On a world-wide scale, consider the cost and availability factor. For a poor family, the cost of one high-end tablet could provide about two to three low-end e-Machine/Acer/Gateway desktops for the home – a no-brainer purchase. And in many parts of the world, people are just now being introduced to the world of computers and dial-up Internet access. For these folks, the tablet is an expensive luxury and I doubt that much of that situation will change by 2017. Not when you are trying to put food on the table and a roof over your head.
In addition, mobile data networks in many parts of the developing world are not ready even for regular Internet usage, and their costs are higher. For these folks, the desktop is going to be relevant for a while.
While it may be true that several homes and schools in the United States, Europe and parts of Asia are sold on tablets and smartphones, many universities, colleges and high schools in developing nations are still at the infancy stage in terms of the use of computers – some can barely afford good school equipment. So the question again is, what world was the writer actually referring to in pronouncing the “death” of the desktop?
Is it realistic to argue at this point that “The Desktop Is (Pretty Much) Dead”? Not when Lenovo is meeting with government and private organisations from across Africa to talk business and making plans on “leading in Africa PC market” in 2013!
How about this? “The retail network for computers in Dubai is next in size only to the network of foodstores, textiles, gold and electronics. The annual turnover of this market is estimated at about US$1 billion per year”. Those US$1 billion purchases have to be used somehow, right?
John Hiner observed way back in 2010 that ” the tech world has been a bit over-infatuated with tablets this year — myself included, at times. While tablets are starting to make a lot of sense for workers who spend their days on-the-go, in conference rooms, and on-site with clients, there are still plenty of employees who remain tied to their desks for most of the day and are under a lot of pressure to produce. For these workers, the desktop computer remains the best tool for the job”. That observation still holds true today.

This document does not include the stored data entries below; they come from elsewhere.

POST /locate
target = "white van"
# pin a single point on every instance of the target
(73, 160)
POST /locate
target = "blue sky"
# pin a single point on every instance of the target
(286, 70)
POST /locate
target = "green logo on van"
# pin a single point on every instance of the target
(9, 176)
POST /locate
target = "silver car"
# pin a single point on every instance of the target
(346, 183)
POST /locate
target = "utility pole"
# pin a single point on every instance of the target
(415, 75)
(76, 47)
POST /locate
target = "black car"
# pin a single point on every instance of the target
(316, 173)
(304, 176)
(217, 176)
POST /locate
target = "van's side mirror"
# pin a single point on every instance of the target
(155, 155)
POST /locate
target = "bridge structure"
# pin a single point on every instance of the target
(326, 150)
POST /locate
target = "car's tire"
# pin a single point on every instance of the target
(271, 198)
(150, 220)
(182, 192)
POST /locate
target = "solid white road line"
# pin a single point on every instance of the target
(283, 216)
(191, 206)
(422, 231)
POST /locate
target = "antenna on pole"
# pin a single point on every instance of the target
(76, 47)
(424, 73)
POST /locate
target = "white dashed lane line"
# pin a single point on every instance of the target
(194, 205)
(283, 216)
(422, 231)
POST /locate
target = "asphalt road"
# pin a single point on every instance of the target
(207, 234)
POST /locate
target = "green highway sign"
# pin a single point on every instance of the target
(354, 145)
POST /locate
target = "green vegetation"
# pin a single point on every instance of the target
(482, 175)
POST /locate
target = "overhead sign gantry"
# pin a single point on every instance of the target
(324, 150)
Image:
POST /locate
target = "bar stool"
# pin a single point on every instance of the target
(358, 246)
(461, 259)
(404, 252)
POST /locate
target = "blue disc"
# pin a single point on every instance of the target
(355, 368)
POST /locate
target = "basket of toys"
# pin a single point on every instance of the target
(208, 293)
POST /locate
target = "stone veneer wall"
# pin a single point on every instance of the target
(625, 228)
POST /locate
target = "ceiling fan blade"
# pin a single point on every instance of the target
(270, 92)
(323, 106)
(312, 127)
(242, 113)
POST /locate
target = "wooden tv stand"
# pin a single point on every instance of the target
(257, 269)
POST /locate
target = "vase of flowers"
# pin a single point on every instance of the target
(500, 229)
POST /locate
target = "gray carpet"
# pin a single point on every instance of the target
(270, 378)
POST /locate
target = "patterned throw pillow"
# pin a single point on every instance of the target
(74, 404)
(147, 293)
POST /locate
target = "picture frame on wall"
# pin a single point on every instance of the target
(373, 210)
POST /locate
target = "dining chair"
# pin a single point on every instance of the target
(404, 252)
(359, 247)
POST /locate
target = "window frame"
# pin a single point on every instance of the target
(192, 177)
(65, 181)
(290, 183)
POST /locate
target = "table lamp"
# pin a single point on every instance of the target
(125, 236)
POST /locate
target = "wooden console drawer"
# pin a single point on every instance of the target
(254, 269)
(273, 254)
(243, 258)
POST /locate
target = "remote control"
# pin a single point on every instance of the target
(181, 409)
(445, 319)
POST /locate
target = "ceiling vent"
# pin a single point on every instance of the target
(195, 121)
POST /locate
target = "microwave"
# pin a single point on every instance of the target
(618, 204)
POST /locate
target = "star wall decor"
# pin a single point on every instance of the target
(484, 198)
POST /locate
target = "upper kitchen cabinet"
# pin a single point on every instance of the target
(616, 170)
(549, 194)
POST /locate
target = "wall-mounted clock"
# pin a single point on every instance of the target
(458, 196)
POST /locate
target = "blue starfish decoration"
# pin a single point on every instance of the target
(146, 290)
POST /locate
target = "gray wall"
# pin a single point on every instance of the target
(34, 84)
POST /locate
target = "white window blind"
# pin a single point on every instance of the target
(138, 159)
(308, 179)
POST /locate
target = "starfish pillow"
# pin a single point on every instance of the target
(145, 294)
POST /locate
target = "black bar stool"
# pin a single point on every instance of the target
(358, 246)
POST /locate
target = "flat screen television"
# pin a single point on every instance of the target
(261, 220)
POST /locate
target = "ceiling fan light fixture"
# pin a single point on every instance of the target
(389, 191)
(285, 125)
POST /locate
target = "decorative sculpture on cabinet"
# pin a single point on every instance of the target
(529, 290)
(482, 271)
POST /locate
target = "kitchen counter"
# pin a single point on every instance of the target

For “simple” tasks like writing and editing articles, viewing web pages, making online purchases, or managing social media channels, there could be an argument for the “death” of the desktop given that new development platforms like Blink are focusing more on consumer-side rendering for smartphones and tablets than a regular PC. It will be interesting to see how it goes and what it does.
The biggest issue seems to be that developers have to add significant amounts of coding changes to make applications render in a way suitable to a smartphone and tablet as well as a regular PC. Given this inherent obstacle, it is safe to argue that it is a little premature to pronounce the desktop dead, even in the United States.
I don’t mind service providers hyping things up to make a sale, but this overly broad and unqualified statement is a little over the top and harkens to the typical sales stereotype that Daniel Pink referred to as “pushy”.